Introduction

Esophageal and gastric anastomotic strictures can be challenging to treat. Minimally-invasive therapeutic endoscopic intervention has overtaken surgical re-intervention as first-line therapy. This literature review aims to assess the technique, efficacy, and adverse events of the many currently available options for endoscopic management.

Esophageal Anastomotic Strictures

Etiology

Esophageal anastomotic strictures (EAS) are most commonly a post-operative adverse event following esophagectomy and esophageal atresia repair. The most common indication for esophagectomy is treatment of malignancy, but rarely, it may be indicated for treatment of benign esophageal disease in cases of severe obstruction, perforation, or dysmotility. EAS remains a common problem.

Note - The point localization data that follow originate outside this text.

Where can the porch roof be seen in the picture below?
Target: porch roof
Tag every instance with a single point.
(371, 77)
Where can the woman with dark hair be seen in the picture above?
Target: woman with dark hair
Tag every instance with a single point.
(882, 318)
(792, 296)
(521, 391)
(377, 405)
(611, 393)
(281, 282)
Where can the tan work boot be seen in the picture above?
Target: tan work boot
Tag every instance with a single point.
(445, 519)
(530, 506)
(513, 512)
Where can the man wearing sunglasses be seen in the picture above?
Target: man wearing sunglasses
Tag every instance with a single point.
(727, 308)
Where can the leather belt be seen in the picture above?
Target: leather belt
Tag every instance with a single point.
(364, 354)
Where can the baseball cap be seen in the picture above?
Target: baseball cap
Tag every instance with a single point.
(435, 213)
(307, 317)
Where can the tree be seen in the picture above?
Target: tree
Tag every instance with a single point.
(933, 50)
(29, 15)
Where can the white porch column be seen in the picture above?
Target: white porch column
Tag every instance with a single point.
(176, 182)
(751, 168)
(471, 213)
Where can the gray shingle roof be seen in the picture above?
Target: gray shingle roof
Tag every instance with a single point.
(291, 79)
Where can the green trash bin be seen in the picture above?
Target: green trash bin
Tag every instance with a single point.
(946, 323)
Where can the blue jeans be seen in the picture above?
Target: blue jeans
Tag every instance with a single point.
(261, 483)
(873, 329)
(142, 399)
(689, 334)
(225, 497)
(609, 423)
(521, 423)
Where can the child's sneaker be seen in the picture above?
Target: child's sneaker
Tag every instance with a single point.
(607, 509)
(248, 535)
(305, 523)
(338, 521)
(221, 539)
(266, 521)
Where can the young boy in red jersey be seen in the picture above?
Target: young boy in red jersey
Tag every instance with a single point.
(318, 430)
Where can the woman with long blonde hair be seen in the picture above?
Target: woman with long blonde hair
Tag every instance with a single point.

The reported rate of EAS following esophagectomy ranges between 5-46% with a large retrospective cohort study performed by Honkoop et al. demonstrating EAS development in 114 out of 269 (42%) patients.^2,3

Esophageal atresia is a rare congenital anomaly affecting 1 in 3,500 births.⁴ There are four types (A-D) of esophageal atresia of which type C is seen in 80-85% of cases and presents anatomically with a closed off upper esophagus and aberrant connection of the lower esophagus to the trachea.^5,6 Surgical repair is required, but post-operative EAS has been reported to develop in approximately one-third to one-half of patients.^4,7,8

Risk Factors

Patient risk factors for EAS include pre-operative cardiovascular disease and diabetes.^2,9 Mendelson et al. reported lower risk for EAS in patients who had previously received neoadjuvant chemotherapy when esophagectomy was performed for malignancy.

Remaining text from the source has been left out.